Central and crucial in the management of this AI strategic plan is a clear framework and guidelines linked to professional workshops, training, and help for students, staff, and societal partners through an active, institution-wide platform. The most common content of such AI frameworks and guidelines is a short introduction to AI, regulations about the use especially in writing and assessment, research, AI help offered by the institution, warnings about bias and hallucinations, and the ethical dimension. Some frameworks also contain a list of AI skills linked to specific discipline-like learning outcomes as well as transversal competences of programs and courses. The essential words of an AI framework and/or guidelines are transparency and/or notification against plagiarism, responsibility, and critical thinking. Good examples and practices have been given in this article. The UNESCO and EU frameworks and guidelines as well as examples and help provided by various member organizations and consultancies can be inspiring.
The fourth and final question was about which influence AI and its tools have on leadership and culture. As AI is speeding up the degree and velocity of the transformation that characterizes our time, the competences already needed by modern leadership are only becoming more important. Again, AI seems to be more an accelerator than a new needed feature of successful leadership. Modern HE leaders need to be visionary in the longer term in all aspects of the three-fold mission going beyond the 5-year strategic plans more than ever. As the big challenges of our times, geopolitical tensions and conflicts, global economy and finances, climate change, digitalization, and health, are fundamental and yet unpredictable, vision and resilient flexibility are musts.
If we only think about the inter- and multidisciplinary character of AI and its possible applications in all disciplines, the leadership needs to be visionary also about the HEI’s structure and way of cooperating. The time might have come to do away with the traditional disciplinary departments and work more project-based with multiple teams in research as well as teaching and societal work co-creating with all stakeholders.
Essential managing competencies such as listen, communicate, empower, convince, stimulate, and innovate have become more important than control and coordinate processes. Vision is crucial to be able to be proactive.
Finally, leadership can only be successful when it is authentically practiced by an engaged collective that is felt and accepted as such by the stakeholders. The culture of trust bottom-up as well as top-down is pivotal. The belief in the necessary change to integrate AI and to use AI tools effectively in the organization in a responsible and ethical way should be shared. The fact that AI and its tools should be considered, approached, and used for the enhancement of human intelligence, uniquely human competences, and the creation of more non-routine interesting work is part of the leadership’s new vision and should be embedded in the organizational culture. The culture of the organization is precisely the place of beliefs and values without losing (self-)critical reflection. The more AI (tools) is (are) used, the higher the need for human intelligence seems to be rising. The human touch is not only necessary for the critical check of the AI results but also for holistically humanistic and ethical reasons.
The most future-proof attitude is not to deny or forbid AI usage but to look at the opportunities to explore and integrate it in such a way that the focus is even more shifted towards the human being with its unique and even more necessary characteristics in a global context that is challenged by dangerous and disastrous anti-humankind and unethical evolutions. Looking at AI in a wider global context, the strategic need to address and manage AI seems not only to apply to HE and HEIs but also to society as a whole.

Funding

This research received no external funding.
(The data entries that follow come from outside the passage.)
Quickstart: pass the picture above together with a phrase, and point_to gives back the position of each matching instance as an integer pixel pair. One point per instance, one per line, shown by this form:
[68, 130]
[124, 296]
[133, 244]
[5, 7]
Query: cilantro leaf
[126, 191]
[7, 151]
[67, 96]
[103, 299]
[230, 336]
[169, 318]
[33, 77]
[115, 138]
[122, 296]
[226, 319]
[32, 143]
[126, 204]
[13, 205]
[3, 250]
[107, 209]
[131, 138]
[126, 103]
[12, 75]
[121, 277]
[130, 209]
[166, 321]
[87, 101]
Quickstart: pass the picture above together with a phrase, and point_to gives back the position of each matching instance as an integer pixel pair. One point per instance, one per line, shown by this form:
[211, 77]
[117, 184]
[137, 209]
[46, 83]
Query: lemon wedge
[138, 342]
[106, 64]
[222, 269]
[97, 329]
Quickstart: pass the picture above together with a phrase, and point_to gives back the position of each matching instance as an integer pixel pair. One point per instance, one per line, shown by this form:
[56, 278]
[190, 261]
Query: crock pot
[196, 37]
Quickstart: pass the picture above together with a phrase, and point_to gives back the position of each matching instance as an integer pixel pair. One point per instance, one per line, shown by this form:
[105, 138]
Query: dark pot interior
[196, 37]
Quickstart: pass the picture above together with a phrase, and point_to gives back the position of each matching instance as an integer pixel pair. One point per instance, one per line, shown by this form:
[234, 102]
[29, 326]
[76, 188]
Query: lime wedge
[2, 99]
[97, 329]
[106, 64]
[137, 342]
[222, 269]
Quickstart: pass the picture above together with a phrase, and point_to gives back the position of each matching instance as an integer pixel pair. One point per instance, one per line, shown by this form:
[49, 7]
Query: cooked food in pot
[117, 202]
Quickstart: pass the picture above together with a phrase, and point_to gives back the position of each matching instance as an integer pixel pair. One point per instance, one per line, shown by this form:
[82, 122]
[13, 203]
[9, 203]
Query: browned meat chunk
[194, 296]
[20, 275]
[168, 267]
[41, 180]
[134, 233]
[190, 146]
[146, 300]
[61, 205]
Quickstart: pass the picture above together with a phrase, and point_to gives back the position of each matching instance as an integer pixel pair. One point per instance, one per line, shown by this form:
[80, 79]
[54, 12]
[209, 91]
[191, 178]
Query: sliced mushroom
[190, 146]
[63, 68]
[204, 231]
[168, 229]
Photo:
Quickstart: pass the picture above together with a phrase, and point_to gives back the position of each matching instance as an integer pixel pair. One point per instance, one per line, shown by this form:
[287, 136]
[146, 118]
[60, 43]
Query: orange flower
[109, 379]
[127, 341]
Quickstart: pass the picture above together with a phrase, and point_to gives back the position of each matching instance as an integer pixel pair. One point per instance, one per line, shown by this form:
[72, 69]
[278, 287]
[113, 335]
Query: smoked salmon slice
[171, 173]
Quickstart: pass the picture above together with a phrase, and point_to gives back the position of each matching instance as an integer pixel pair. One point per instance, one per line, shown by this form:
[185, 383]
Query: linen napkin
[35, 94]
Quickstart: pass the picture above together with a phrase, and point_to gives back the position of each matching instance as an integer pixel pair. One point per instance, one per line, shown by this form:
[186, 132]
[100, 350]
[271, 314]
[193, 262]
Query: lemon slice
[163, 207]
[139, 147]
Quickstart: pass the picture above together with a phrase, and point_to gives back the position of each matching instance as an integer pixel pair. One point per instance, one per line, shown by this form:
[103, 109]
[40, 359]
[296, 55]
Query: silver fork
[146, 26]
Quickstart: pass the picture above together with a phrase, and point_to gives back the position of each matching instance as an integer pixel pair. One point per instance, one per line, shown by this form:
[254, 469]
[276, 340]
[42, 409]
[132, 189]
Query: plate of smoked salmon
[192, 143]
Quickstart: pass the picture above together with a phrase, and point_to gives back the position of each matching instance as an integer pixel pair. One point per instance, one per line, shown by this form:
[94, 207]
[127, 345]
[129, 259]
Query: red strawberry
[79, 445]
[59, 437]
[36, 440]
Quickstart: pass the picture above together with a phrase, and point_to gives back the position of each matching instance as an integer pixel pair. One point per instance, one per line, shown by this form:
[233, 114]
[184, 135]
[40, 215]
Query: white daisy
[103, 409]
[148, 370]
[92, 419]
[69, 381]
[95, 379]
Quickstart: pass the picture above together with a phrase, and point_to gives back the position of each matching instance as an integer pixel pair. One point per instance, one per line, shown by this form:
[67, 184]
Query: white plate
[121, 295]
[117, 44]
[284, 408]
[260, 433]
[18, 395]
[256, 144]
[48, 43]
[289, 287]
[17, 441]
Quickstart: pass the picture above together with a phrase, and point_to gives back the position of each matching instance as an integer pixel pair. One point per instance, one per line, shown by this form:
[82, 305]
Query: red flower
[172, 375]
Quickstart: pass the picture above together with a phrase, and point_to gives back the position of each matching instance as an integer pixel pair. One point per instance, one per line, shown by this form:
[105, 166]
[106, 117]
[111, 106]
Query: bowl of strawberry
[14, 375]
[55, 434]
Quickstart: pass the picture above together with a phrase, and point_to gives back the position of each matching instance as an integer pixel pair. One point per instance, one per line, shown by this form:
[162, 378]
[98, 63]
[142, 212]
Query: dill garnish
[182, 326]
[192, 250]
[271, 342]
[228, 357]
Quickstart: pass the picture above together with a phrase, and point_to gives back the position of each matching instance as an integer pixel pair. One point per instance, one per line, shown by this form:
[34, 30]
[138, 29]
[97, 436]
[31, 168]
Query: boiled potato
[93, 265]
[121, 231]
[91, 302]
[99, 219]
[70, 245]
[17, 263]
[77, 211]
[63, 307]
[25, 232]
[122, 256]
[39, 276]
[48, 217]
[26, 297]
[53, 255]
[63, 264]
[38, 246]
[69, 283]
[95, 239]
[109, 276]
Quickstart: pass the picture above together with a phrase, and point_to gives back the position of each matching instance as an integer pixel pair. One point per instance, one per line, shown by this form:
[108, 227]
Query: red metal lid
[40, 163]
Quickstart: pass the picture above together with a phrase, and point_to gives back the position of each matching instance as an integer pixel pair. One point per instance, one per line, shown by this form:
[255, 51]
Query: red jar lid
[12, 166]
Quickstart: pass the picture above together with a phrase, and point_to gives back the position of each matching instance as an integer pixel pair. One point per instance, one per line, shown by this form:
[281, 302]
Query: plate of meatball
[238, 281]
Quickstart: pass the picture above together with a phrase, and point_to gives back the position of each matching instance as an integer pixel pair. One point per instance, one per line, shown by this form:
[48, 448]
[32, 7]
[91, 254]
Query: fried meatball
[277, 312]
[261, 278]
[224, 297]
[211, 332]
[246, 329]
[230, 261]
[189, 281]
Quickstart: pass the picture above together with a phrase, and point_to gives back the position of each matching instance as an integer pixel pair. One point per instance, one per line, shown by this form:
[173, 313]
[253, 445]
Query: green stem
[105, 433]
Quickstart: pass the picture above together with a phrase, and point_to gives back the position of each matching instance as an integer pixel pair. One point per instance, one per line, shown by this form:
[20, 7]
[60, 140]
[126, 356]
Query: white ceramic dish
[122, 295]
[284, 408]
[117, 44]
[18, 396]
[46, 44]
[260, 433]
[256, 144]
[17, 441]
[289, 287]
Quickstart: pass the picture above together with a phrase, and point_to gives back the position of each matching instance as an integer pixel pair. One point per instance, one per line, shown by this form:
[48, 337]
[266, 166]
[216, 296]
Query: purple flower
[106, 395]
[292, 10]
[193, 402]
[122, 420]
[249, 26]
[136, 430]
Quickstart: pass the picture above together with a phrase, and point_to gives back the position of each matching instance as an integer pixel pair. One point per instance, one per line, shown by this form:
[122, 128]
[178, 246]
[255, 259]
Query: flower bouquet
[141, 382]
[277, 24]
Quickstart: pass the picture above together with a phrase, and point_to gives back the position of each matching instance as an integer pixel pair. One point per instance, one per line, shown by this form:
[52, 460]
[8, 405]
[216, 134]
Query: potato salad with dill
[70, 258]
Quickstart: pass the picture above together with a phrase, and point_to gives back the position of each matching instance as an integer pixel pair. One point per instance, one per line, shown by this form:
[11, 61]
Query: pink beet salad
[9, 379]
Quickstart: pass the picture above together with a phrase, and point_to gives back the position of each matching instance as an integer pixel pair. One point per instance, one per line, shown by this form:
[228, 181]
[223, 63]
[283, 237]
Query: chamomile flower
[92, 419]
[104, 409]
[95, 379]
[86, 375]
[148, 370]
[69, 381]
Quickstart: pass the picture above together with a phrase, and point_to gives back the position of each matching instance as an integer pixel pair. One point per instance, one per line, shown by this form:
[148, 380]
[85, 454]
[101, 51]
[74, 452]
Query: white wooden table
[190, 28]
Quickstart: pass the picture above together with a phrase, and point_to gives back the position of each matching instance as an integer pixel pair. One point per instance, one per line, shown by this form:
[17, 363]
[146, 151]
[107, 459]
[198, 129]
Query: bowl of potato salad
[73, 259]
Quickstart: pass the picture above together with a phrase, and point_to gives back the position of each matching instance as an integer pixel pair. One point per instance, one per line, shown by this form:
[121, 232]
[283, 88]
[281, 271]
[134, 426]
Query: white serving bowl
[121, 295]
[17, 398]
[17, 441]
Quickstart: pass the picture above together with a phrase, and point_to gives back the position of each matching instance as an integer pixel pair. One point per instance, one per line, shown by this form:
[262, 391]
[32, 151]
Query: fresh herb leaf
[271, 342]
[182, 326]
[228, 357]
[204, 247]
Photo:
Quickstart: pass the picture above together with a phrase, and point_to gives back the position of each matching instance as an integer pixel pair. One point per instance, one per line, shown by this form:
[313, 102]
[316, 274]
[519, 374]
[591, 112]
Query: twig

Institutional Review Board Statement

Not applicable.

Informed Consent Statement

Not applicable.

Data Availability Statement

All data and their details are still owned by the authors and organizations referred. The author obtained their admission to use, to refer and to cite them.

Conflicts of Interest

The author declares no conflict of interest.

Notes

1
In this article ‘university’ is synonym to any HEI with the traditional 3-fold mission of providing teaching, research, and societal services, whether it called university, university of applied sciences, polytechnic, technical university, community college, graduate school, (higher) academy, school of arts or any other name in the national legislature.
2
The words “competence”, “competency” and “skill” are used as synonyms in this article, meaning: a combination of knowledge, insight, ability and attitude that is successful functioning in a specific context.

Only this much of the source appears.